China is investing £2bn in the delayed Hinkley Point nuclear power station, guaranteed by the UK government. This clears the way for French energy EDF to proceed with the project. EDF welcomed the news but did not say the project was back on. The path has also been set for further Chinese investment in other nuclear power stations, at Bradwell, Essex, for instance.
The Hinkley Point power station would be Britain’s first new nuclear plant since Sizewell B was synchronised with the national grid in 1995. Hinkley Point is expected to provide power for about six decades. In Beijing, Chancellor George Osborne said: “We want the UK to be China’s best partner in the West. [This guarantee] paves the way for Chinese investment in UK nuclear [to help provide] secure, reliable, low carbon electricity for decades to come.”

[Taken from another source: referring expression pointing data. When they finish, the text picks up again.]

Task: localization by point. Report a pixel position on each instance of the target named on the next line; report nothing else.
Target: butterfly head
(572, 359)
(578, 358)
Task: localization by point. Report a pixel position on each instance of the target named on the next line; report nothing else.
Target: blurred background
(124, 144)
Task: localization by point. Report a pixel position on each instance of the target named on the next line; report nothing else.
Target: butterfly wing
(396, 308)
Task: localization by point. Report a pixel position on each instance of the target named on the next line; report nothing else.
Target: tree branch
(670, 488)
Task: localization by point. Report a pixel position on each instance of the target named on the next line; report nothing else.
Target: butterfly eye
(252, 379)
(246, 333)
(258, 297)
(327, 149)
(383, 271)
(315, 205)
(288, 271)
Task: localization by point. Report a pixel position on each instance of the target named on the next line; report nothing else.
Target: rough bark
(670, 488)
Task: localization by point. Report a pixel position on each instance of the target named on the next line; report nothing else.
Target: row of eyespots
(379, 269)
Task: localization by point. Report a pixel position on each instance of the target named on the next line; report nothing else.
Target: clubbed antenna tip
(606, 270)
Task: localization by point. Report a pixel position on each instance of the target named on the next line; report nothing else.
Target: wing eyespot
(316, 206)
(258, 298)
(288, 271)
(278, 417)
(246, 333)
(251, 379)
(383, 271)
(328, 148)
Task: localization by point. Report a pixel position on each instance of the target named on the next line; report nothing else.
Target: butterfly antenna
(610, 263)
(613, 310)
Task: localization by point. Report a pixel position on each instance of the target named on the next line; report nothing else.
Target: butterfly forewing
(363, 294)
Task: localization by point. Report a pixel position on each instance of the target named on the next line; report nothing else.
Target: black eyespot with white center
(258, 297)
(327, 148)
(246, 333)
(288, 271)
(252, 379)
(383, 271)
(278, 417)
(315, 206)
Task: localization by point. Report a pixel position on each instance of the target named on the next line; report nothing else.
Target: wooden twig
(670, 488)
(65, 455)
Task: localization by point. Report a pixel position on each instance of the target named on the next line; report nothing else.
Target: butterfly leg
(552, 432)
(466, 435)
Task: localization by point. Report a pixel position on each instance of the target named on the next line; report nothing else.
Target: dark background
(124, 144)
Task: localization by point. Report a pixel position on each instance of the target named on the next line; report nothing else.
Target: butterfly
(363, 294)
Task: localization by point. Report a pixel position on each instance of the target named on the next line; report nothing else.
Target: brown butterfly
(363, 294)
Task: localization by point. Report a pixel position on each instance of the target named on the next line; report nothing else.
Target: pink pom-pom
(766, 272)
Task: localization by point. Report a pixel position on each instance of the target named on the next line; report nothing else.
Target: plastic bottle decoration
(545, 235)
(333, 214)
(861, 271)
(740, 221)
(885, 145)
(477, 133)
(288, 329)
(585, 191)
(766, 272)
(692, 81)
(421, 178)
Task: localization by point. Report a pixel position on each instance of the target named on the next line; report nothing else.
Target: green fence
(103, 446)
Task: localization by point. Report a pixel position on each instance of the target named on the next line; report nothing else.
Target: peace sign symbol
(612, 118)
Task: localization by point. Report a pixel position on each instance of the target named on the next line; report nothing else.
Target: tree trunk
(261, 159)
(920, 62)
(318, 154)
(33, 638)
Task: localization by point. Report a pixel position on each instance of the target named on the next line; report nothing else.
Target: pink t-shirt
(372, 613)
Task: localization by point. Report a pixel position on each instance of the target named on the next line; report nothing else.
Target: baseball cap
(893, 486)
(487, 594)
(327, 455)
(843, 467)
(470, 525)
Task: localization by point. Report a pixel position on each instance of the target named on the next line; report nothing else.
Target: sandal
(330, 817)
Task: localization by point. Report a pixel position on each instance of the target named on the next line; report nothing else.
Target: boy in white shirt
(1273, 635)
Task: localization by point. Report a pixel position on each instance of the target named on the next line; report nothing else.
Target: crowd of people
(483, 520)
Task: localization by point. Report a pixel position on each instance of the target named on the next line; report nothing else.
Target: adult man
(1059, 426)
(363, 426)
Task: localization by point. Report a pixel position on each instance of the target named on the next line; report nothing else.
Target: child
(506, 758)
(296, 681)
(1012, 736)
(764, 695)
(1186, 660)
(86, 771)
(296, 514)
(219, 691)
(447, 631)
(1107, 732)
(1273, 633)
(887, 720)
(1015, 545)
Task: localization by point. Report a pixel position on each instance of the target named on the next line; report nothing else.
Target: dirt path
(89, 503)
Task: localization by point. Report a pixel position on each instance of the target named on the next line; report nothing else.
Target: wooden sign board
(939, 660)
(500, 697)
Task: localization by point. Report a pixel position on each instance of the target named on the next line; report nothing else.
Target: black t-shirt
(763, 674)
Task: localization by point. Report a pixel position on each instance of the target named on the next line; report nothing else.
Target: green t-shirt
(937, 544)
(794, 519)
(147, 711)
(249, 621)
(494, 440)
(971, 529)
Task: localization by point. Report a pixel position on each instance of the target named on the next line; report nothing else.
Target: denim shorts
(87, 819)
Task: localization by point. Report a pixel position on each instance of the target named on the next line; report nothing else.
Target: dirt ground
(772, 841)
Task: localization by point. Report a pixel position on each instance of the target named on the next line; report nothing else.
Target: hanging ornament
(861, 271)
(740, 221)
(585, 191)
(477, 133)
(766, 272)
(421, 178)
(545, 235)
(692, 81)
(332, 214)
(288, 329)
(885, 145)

Sophie Neuburg, energy campaigner at Friends of the Earth, responded: “It’s astounding that while the Government is decimating thriving renewable and energy efficiency industries including solar power – with thousands of jobs lost – they are ready and willing to offer up a guarantee for a £2bn loan for a nuclear deal struggling to find investors. And, nuclear is a terrible deal for consumers. New wind and solar plants being built for 2018 already cost less than the price we will still be paying for nuclear energy by the 2050s.
“£2bn on the Government balance sheet could provide loans to insulate 1m homes, or pay for enough solar to power 1.3 million households, reducing carbon and creating thousands of jobs in the near future.”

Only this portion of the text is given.